O poder do governo para efetuar operações pode ser chamado de poder de trabalho, trabalho a favor do povo. Se o povo for poderoso, a possibilidade do governo de trabalhar ou não e a espécie de trabalho que fizer dependerão apenas da vontade do povo. Se o governo for muito poderoso, logo que inicia suas atividades, poderá revelar grande força, e, todas as vezes que o povo cessar seu funcionamento, deixará imediatamente de funcionar. Em suma, se o povo tiver realmente de exercer um controle direto sobre o poder do governo, deverá ser capaz de, a qualquer tempo, exercer domínio sobre as ações do governo. Pode-se ilustrar nosso ponto de vista com o encouraçado. Um encouraçado estrangeiro obsoleto dispunha de 12 canhões, montados em seis torres diferentes e os artilheiros tinham de trabalhar separadamente para determinar o alcance, a fim de fazer fogo sobre o inimigo. O oficial encarregado do controle não podia controlar os tiros diretamente. Mas, nos encouraçados modernos, há um instrumento para a determinação do alcance na torre de observação e os cálculos para os artilheiros são feitos na sala do oficial encarregado do controle do tiro, de onde os canhões são regulados por um controle elétrico direto. Assim, quando um encouraçado defronta o inimigo, não é necessário aos diferentes artilheiros ajustarem suas miras e disparar os canhões; o oficial de controle, sentado em sua sala, depois de ouvir as informações dos observadores, calcula a distância e manipula o mecanismo elétrico peso qual um canhão dispara numa direção ou todos os doze canhões são assestados e disparados conjuntamente. Todos os canhões abrem fogo e atingem o objetivo. Somente um dispositivo como esse pode ser considerado como um controle direto, porém, o controle direto não significa que o oficial encarregado do controle faça sozinho todo o trabalho. Uma máquina só se torna útil quando executa o trabalho para a pessoa que a emprega.

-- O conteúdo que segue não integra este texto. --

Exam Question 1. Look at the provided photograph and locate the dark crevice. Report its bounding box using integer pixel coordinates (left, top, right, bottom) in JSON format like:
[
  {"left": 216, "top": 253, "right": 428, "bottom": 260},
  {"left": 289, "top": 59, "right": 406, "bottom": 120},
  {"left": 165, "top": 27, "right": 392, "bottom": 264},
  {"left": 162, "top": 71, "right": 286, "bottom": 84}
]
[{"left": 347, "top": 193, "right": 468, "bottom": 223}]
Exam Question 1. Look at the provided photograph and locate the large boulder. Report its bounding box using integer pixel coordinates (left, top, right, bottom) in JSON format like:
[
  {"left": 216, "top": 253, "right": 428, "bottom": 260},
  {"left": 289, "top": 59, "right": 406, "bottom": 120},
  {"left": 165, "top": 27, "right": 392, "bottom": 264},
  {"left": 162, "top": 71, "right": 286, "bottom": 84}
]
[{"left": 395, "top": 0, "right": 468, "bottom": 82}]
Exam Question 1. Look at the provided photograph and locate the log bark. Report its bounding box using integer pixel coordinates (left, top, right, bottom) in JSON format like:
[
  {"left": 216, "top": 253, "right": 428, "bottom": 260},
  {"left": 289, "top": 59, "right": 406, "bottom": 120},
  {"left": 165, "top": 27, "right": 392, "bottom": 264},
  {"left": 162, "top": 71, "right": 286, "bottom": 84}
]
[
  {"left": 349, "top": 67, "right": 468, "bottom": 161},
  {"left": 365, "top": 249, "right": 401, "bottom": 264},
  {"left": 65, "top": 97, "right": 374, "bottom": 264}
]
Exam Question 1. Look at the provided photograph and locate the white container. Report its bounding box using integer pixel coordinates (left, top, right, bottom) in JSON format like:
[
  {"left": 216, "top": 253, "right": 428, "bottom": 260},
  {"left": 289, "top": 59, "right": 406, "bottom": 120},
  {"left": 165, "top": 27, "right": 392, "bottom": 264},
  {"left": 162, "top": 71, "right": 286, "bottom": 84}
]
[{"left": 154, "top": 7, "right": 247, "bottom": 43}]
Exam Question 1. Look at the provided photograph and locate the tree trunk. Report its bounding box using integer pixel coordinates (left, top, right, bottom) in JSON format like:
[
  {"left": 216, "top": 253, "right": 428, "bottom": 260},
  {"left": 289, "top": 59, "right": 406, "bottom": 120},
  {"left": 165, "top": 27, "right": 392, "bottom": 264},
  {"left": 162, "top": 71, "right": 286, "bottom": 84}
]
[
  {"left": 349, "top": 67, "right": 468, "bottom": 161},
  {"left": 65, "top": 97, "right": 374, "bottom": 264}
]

Com o povo exercendo esses quatro grandes poderes de controle sobre o governo, que métodos usará o governo na execução de suas atividades? Para que o governo possa ter um órgão completo através do qual possa atuar da melhor forma, deve ser dotado de uma Constituição de cinco poderes. Um governo não é completo e não pode atuar da melhor maneira para o povo a menos que seja baseado numa Constituição de cinco poderes. Já me referi a um pensador americano, que apresentou uma teoria no sentido de que todas as nações temem os governos poderosos, difíceis de controlar, mas que ainda assim o que mais desejam é um governo todo-poderoso de que o povo se possa utilizar e que persiga seu bem-estar. O domínio popular não poderá prevalecer senão quando existir a última espécie de governo. Estamos fazendo uma distinção entre soberania e habilidade; comparamos o povo ao engenheiro e o governo à maquinaria. Por um lado, queremos que a maquinaria de governo seja poderosa de modo que possa executar qualquer espécie de trabalho; de outro, queremos que o povo- engenheiro seja bastante forte para que possa controlar essa maquinaria poderosa. Quais os poderes que o povo e o governo deverão ter a fim de que se estabeleça um equilíbrio mútuo? Já tratei dos quatro poderes do povo — o sufrágio, a cassação de mandato, a iniciativa e o referendum. O governo, por seu lado, deve ter cinco poderes — executivo, legislativo, judiciário, exames para o serviço público e censura. Quando os quatro poderes políticos do povo controlarem os cinco poderes do governo, disporemos de um órgão governamental completamente democrático, e a força do povo e do governo estarão bem equilibradas. O seguinte diagrama nos auxiliará a compreender mais claramente a relação entre esses poderes:
PODER POLÍTICO DO POVO
Sufrágio — Cassação de mandato — Iniciativa — Referendum
PODER ADMINISTRATIVO DO GOVERNO
Legislativo — Judiciário — Executivo — Serviço Público — Censura
O poder político está nas mãos do povo, o poder administrativo, com o governo. O povo controla o governo através do sufrágio, da cassação de mandato, da iniciativa e do referendum; o governo trabalha para o povo através de seus departamentos legislativo, judiciário, executivo, serviço público e censura. Com esses nove poderes em operação, preservando o equilíbrio, o problema da democracia será resolvido e o governo terá uma rota definitiva para seguir. Os materiais para a execução desse plano já haviam sido descobertos. A Suíça já aplicou três desses poderes, com exclusão do de iniciativa. Alguns dos Estados do Noroeste dos Estados Unidos já aplicam todos esses quatro poderes. O sufrágio é o poder do povo mais amplamente exercido no mundo hodierno. A Suíça já aplica três dos poderes populares e uma quarta parte dos Estados Unidos já exerce todos os quatro. Onde quer que os quatro poderes tenham sido exercidos de maneira cuidadosa, compacta, os resultados colhidos foram excelentes. Tratam-se de fatos de experiência, e não meras ideias hipotéticas. Estaremos em segurança aplicando esses métodos e não correremos quaisquer perigos.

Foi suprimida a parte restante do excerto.